Niebawem wspominać będziemy - Wszystkich Świętych. Na początek jedna drobna uwaga -  Wszystkich Świętych to nie Święto Zmarłych, owszem zgadza się, wielu świętych przebywa obecnie w Krainie Wiecznej Szczęśliwości, ale istnieją też święci żyjący pośród nas, co wyznajemy w każdym niedzielnym Credo, kiedy mówimy o Świętych Obcowaniu ale o tym szerzej może innym razem.
Bywa, że obawiamy się Świętości ponieważ wydaje się nam staromodna, taka  niedzisiejsza. Często mamy w świadomości obrazy różnych świętych, którzy nam się źle kojarzą bo są jacyś tacy dziwni, smutni, strasznie pobożni, nieobecni, tak delikatni, że strach dotknąć bo się rozsypią. To często wina artystów i innych osobników, którzy tak przedstawiając świętość po prostu ją ośmieszają. Święci to byli ludzie z krwi i kości, twardo stąpający po ziemi.
Boimy się świętości bo kojarzy nam się ze zniewoleniem, boimy się, że gdy całkowicie oddamy się Bogu to nic nam nie pozostanie. Boimy się, że pozostanie nam smutne, ascetyczne życie, ale to nieprawda bo Bóg chce nam ofiarować coś wręcz przeciwnego: wolność, radość, pokój, a nade wszystko swoją miłość.
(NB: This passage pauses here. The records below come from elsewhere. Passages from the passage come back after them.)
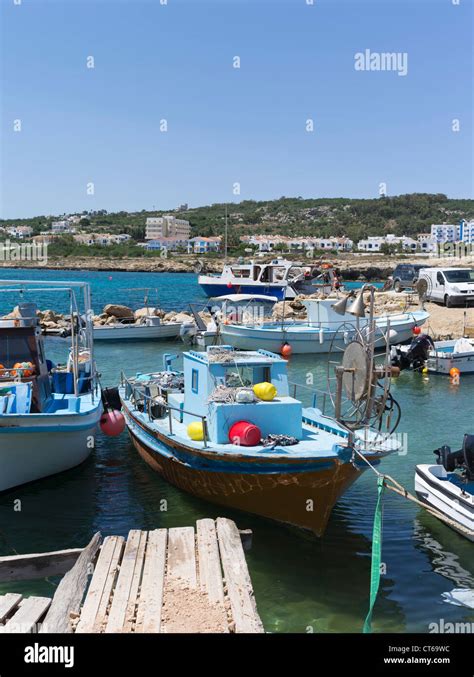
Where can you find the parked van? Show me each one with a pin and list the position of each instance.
(451, 286)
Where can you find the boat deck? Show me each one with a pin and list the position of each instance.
(160, 581)
(323, 441)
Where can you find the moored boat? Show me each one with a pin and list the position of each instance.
(280, 278)
(227, 430)
(448, 486)
(48, 413)
(325, 328)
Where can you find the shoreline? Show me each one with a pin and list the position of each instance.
(352, 266)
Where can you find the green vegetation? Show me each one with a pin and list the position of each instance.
(322, 217)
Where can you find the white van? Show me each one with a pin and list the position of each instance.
(451, 286)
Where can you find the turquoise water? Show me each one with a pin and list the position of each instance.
(300, 582)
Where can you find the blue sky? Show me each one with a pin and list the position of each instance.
(226, 125)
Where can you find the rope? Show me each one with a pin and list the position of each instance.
(376, 553)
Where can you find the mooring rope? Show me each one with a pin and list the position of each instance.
(375, 572)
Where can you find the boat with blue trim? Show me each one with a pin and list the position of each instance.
(279, 278)
(229, 429)
(48, 413)
(323, 330)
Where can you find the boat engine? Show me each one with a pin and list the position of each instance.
(416, 354)
(464, 458)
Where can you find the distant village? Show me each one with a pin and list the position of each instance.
(168, 233)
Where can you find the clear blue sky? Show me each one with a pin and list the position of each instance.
(229, 125)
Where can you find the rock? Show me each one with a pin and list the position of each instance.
(121, 312)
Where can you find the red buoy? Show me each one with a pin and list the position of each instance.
(245, 434)
(112, 423)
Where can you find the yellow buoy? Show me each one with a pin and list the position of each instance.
(196, 431)
(265, 391)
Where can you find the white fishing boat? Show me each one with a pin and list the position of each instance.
(437, 357)
(48, 413)
(448, 485)
(329, 324)
(148, 329)
(280, 278)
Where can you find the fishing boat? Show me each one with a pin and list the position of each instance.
(329, 325)
(448, 485)
(438, 357)
(241, 308)
(230, 429)
(280, 278)
(48, 413)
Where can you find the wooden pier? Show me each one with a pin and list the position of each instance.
(167, 580)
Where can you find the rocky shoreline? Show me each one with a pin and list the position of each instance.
(352, 266)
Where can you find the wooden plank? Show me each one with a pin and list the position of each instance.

Prawdziwa świętość to bliskość z Panem Jezusem, a jeśli jestem blisko Jezusa, to nie ma we mnie lęku. Świętość raduje, świętość to normalność dla każdego chrześcijanina, to nie powinno być nic niezwykłego, to powinna być dla nas norma. I o ile świętość ma być dla nas normalnością, o tyle grzech powinien być czymś nie do przyjęcia. Grzech powoduje, że nie chcemy świętości, nie chcemy Boga w naszym życiu. Grzech sprawia, że pojawia się w nas pustka, zagubienie, rozczarowanie, apatia wobec całej otaczającej nas rzeczywistości.
Jak próbować być świętym w swoim życiu. Po pierwsze trzeba chcieć tego chcieć. Takie podwójne chcenie, uświadomienie sobie, że tego chcę. Dać się na tej drodze poprowadzić panu Bogu. Święty Paweł mówił - Czyż nie wiecie, żeście świątynią Boga i że Duch Boży mieszka w was. Świątynia Boga jest święta wy nią jesteście, kto zniszczy świątynię Boga tego zniszczy Bóg. Pamiętajmy, że w naszym życiu bardzo ważne są szczegóły, każdy uśmiech, każde dobre słowo, każda przysłowiowa szklanka wody podana bliźniemu to kawałek dobra, które może się pomnażać i zataczać coraz szersze kręgi.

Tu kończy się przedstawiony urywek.